School history intact

It has come to light that there are citizens of Tallahassee that feel that FAMU should be closed. The Tallahassee Democrat ran a letter to the editor in Monday’s paper stating just that.

The writer accused FAMU of being racist and incompetent.

The mere suggestion of closing an 116-year-old institution is a serious offense. And to dare question the quality of education students are receiving has nothing to do with the recent financial fiasco at FAMU. Professors are still teaching, students are still learning and assignments are still assigned.

To even entertain the idea that the closing of FAMU would solve anything would be an ineffective use of time.

The writer inferred that Florida A&M is a racist institution. There couldn’t be a more unfounded, ignorant statement. No one denies people within the university may hold racist or prejudice views, but This is the way of the world. Are their beliefs right? No. However, this does not reflect the character of an entire university.

Statistically speaking, FAMU is the most integrated university in the state of Florida, according to, and

The numbers don’t lie.

It may seem as if FAMU is racist from an outside perspective, but using the writers criteria, a case can be made that Florida State is also a racist and even sexist university. When FSU was established, it was the Florida Female College and then the Florida State College for Women; white women. The only thing different about FSU’s admission policy today is that it admits white males and a small percentage of black students, of which the large majority are athletes. But no one would dare suggest closing its doors and cite racism as its primary offense.

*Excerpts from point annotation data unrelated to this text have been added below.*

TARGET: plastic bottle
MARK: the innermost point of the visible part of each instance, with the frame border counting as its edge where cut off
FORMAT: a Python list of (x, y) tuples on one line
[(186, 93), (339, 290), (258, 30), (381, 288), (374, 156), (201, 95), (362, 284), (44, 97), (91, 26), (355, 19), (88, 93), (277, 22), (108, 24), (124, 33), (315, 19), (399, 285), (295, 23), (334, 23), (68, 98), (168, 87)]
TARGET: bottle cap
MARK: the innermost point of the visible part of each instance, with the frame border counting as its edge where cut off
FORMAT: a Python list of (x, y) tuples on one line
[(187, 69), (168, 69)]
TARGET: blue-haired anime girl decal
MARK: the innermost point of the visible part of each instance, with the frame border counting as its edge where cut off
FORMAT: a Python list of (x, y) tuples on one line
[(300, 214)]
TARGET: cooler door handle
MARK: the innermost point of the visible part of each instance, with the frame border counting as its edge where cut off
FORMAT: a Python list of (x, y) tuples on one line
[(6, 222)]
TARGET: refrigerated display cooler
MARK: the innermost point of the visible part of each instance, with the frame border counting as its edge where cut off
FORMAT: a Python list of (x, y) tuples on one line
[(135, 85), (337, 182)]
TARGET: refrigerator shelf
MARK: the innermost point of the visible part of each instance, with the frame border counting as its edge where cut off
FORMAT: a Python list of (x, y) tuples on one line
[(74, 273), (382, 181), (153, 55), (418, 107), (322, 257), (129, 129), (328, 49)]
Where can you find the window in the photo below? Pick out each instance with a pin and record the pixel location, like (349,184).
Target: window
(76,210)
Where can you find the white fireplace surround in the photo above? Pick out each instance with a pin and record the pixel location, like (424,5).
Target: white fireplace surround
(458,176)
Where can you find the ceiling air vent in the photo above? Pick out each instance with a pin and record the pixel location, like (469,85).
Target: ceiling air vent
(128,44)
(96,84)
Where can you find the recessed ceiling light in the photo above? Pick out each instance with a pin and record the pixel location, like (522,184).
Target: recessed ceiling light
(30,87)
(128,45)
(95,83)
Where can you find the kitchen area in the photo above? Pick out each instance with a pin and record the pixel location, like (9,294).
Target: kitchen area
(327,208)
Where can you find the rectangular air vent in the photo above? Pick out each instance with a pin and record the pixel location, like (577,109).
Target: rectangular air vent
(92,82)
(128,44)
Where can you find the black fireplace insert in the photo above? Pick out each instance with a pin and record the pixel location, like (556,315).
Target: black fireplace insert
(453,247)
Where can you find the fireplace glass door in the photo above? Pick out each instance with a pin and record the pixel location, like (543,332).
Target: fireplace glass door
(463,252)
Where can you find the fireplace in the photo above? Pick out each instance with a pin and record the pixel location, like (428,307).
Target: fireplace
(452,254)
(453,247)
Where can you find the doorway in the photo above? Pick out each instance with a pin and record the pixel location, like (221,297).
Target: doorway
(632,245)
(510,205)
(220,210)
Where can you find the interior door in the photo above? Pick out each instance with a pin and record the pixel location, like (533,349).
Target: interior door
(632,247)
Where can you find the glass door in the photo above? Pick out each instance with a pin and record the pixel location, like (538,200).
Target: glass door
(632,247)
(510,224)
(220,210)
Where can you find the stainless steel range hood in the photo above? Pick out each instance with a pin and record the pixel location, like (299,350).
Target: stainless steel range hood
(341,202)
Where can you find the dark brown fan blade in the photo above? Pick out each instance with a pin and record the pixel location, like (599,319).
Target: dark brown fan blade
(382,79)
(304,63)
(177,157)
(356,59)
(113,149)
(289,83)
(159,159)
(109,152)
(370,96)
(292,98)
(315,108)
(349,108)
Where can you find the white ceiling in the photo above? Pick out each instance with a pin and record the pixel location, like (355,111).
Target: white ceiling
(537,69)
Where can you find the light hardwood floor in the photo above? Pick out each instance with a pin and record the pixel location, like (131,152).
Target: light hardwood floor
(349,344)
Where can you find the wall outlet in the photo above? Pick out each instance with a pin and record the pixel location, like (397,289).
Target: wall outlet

One must present a very strong case when calling for the elimination of a historic institution. This writer did not.

While there are administrative officials that should be replaced and other changes that need to be made, FAMU does not need to be closed down. People can be replaced, the institutions can be improved.

Undoubtedly, the writer is someone who has never visited Florida A&M’s growing campus, has never had an extensive conversation with any of its prominent and proud alumni and has never taken the time to research and learn the university’s rich history. Only ignorance could have prompted a letter so venomous.

Robyn K. Mizelle for the Editorial Board.